A satellite dedicated to hunting gamma ray bursts, the most powerful explosions in space, has turned on with a bang. NASA's Swift satellite caught a burst in the act on 17 January, quickly pivoting in orbit to provide the first x-ray pictures of a burst as it flares into life. The satellite is likely to repeat its debut performance hundreds of times, helping reveal what happens in the chaotic moments after huge stars collapse to form new black holes.
NASA launched the $250-million Swift on 20 November to probe mysteries surrounding the origins of gamma ray bursts. Most bursts likely happen after the cores of massive stars run out of nuclear fuel and collapse, forming black holes. Torrents of energy from hot matter plunging into these holes are thought to then create bursts of gamma rays and x-rays. But to find out exactly what drives the explosions, astronomers must study them as soon as they erupt. Swift is able to spot the flare of a new burst anywhere in a wide swath of the sky; then, the satellite rapidly trains two telescopes on the explosion before it fades away.
Swift lived up to its name on 17 January, when it detected a bright and relatively long-lasting gamma ray burst. Within 200 seconds, the satellite began collecting the first x-ray images of a burst's early stages, says mission director Neil Gehrels of NASA's Goddard Space Flight Center in Greenbelt, Maryland. X-rays stream from the hottest, most violent parts of the blast wave, so astrophysicists expect that analysis will yield insights into the physics of how new black holes spew titanic jets of energy into space. A second telescope on Swift will study bursts in ultraviolet and optical light, but it was not quite ready to take data last week.

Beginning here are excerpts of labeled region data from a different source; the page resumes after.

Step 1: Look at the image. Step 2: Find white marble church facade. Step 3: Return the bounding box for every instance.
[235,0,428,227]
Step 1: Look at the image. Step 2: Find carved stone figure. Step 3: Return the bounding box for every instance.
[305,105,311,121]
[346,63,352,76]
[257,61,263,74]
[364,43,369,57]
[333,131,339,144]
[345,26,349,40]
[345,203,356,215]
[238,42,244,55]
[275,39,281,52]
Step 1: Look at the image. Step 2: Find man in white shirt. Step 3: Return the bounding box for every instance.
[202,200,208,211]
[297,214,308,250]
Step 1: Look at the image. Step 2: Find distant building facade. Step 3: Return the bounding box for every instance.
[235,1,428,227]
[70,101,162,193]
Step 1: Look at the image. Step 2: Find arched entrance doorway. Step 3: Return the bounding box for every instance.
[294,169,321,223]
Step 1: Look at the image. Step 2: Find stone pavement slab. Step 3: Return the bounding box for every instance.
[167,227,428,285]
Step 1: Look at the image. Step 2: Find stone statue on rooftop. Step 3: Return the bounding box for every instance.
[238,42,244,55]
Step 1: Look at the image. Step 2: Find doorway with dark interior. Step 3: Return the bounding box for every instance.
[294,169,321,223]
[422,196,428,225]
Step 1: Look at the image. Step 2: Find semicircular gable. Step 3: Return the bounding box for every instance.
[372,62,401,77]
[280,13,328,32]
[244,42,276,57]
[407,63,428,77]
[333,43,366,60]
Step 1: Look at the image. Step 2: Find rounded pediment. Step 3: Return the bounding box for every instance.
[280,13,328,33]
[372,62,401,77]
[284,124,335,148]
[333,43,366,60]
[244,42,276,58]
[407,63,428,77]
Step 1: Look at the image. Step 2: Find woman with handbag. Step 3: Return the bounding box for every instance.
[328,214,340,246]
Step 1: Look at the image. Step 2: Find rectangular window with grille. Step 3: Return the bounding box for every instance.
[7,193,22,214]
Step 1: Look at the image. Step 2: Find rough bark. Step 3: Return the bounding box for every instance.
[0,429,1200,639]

Other astrophysicists are thrilled with Swift's success. "They're doing fantastically well," says Jonathan Grindlay of the Harvard-Smithsonian Center for Astrophysics in Cambridge, Massachusetts. Grindlay expects Swift to shed light on whether "short" gamma ray bursts, lasting just a second or so, arise from different events--such as the violent collisions of neutron stars. Swift also may see faint bursts from the first stars in the universe: giant objects that probably created large black holes more than 13 billion years ago, Grindlay predicts.